Florian Chauvet : Oui bien sûr et c’est important. Par exemple, un artiste qui vient chez nous pour préparer une tournée, nous allons configurer le studio en positionnant un kit d’enceintes qui va simuler en échelle réduite par exemple un Zénith. Nous allons utiliser du VBAP ou de la WFS pour gérer sa spatialisation comme ce le sera pendant son concert.
Il pourra travailler ses automations et ses mouvements et l’avantage avec SPAT, c’est qu’une fois qu’on a fait tout ça, on peut modifier la distances des enceintes comme elles seront sur le lieu du spectacle, et le logiciel recalcule tout simplement.
Avec un système utilisant ses propres algorithmes comme L-ISA, on peut aussi utiliser le SPAT pour commander uniquement les mouvements des objets en envoyant les trajectoires des objets via le protocole ADM OSC à la matrice immersive choisie. L’ADM OSC est un protocole OSC unifié développé par plusieurs fabricants.

Jérôme Boudeau : Les calculs de SPAT sont basés sur des modèles sphériques. Donc peu importe la place du haut-parleur, SPAT est capable de recalculer immédiatement. Avec cet outil nous avons tous les paramètres sous la main avec une interface utilisateur basée sur l’artistique qui est utilisable de manière indépendante d’un système propriétaire.
Ceci n’exclut pas que nous puissions travailler avec Soundscape et L-ISA, mais aussi Space Hub de Coda, Fletcher Machine d’Adamson ou encore Holophonix d’Amadeus.

SLU : Les systèmes propriétaire ont donc aussi un grand rôle à jouer ?

Florian Chauvet : Oui. Quand on regarde les méthodes de diffusion en danse en en théâtre, c’était très courant de poser des enceintes un peu partout sur le plateau, à l’arrière, sur les gradins, pour simuler des choses et faire de la multidiffusion où on ne déplaçait pas le son mais où on le plaçait.
Avant c’étaient les créateurs qui géraient l’immersif avec de la multidiffusion. Pour eux, rien de nouveau. Ce qui devient intéressant c’est que cela vient des fabricants d’enceintes. Cela amène une normalisation et surtout propose un arrangement d’enceintes cohérents, qui amène du liant dans la matière sonore diffusée. Et en plus cela apporte une réverbération de pièces vraiment multicanale.

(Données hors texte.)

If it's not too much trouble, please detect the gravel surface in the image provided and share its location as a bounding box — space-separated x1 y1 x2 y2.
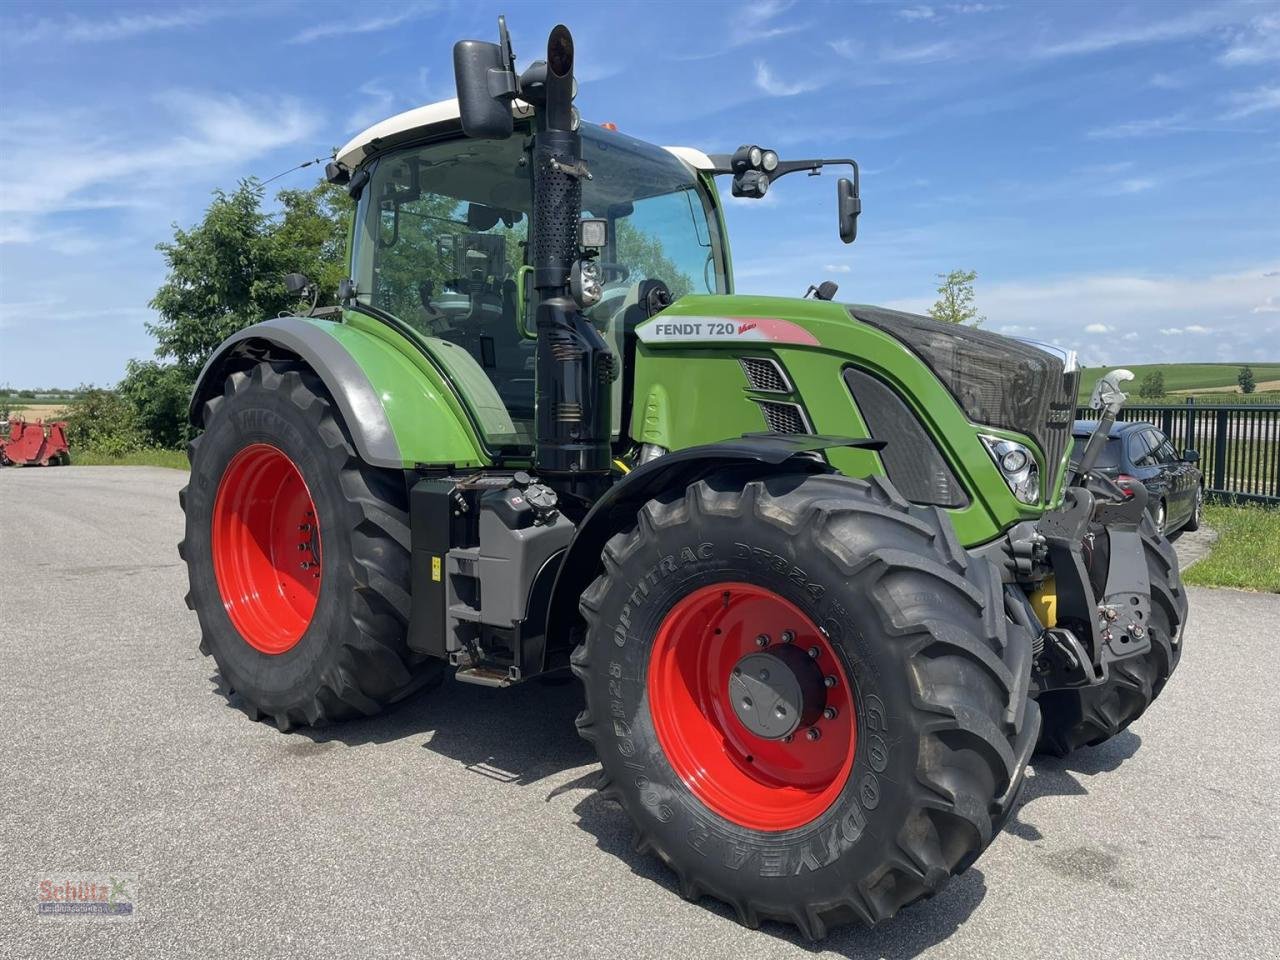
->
2 466 1278 960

Jérôme Boudeau : Par exemple, au Quatrain près de Nantes où j’ai fait beaucoup d’accueil de spectacles de danse et théâtre, il m’est arrivé qu’on me demande de placer des X12 et X15 en mode indirect pour taper dans les murs et dans les plafonds, Ca fait mal au cœur de d’employer de telles enceintes dos au public pour reconstituer une réverbération. La modernité des systèmes de diffusion va nous aider.


La douche, plus connue sous le sobriquet de « The Voice of God ».

SLU : Pourquoi un studio immersif ?

Florian Chauvet : En immersif, ce n’est pas le tout de se dire que ça peut marcher, il faut le pratiquer pour voir comment cela fonctionne et comment préparer les sons. Par exemple en WFS, il n’y a plus d’effet de masque. Donc le travail de mixage traditionnel qui consiste à traiter les différents objets pour les faire se différencier n’est plus nécessaire.
Maintenant c’est plus naturel, mais il faut toujours savoir faire du son. Cela peut être déroutant car ça crée des impressions très différentes qu’il faut apprendre à maîtriser. Une forme de rééducation peut être nécessaire.

SLU : Puisque vous maîtrisez l’immersif, est-ce que la prescription est l’une de vos missions?

Florian Chauvet : Oui et nous pouvons préconiser le système totalement adapté à un spectacle, une tournée ou une salle. Au centre culturel nantais Le Lieu Unique, nous avons fait une installation en 360°. On a même mis la façade derrière les musiciens. Cela fonctionnait très bien. Nous gérions le système de diffusion, la régie et l’accueil.

SLU : Dans une configuration comme ça, vous utilisez SPAT ?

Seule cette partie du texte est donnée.